Desolation, as Ignatian spiritual director and writer Margaret Silf notes, is a spiritual state in which we turn in on ourselves, wallow in negative feelings and find ourselves cut off from community. We lose energy (Bandit spends the whole "TV Shop" episode looking for vitamins to give him an energy boost) and we lose sight of, and interest in, what's important to us.

As parents, as colleagues, as students, as people, we all find ourselves in desolation from time to time. We find ourselves distracted and lonely, even when surrounded by family and friends. And, consequently, we find ourselves desperate to shake these feelings of listlessness.

What St. Ignatius of Loyola insists, and what Bandit Heeler displays, is that when in such a state, making a rash decision is never the answer. Selling your house and moving to a new city can be the right choice, of course — but it’s not one to make while in desolation.

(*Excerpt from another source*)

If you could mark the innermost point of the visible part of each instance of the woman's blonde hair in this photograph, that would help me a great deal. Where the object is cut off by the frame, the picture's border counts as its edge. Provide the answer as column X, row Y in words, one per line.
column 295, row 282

Why? Because it’s likely not one made in community. Remember: Desolation often turns us inward in a bad way. Throughout "The Sign," we learned that not even Chilli was in favor of the move. We learned that both Bluey and Bingo were happy with the lives they already had. And we learned that Bandit himself was not at all energized by the prospect. Had they even discussed the decision as a family?

"The question of whether the Heelers will leave their city and community is such an affecting one, I think, because it's inextricable from the existential questions of parenting," Gilbert writes. "What does a better life for your family look like? What does money mean in value compared with all the things you can't buy — connections, security, a sense of home? When do parental needs get to override those of kids? There are no answers in the episode." 

Ultimately, we make choices and muddle forward. But to make our best choices — for our families, for our communities — we had better first understand ourselves. In moments of desolation, the antidote is community: turning to those we love and who love us and allowing that love to get us back in touch with the God who loves us even more.

I think it's telling that "The Surprise" — the true finale to the season — centers again on Bandit. He has to make another choice, this time,which game to play with which of his daughters. (The choice is all the harder because he'd much rather be watching TV.) But in the end, for Bandit and for us, it's not ultimately about what he chooses but that he grounds himself in the presence of those around him. He shows up. He allows others to reach out and grab him and pull him out of desolation.

"That’s the thing about kids," Bandit remarks. "They'll always surprise you."

Bandit didn't need to leave the life he had for that surprise to show up; it was already right there waiting for him. He just had to allow himself to see it.

I wonder if that's true in our lives, too. I wonder if our God of Surprises is already at work in the mundane moments of our day, urging us on through both signs and surprises. But first we have to turn and look.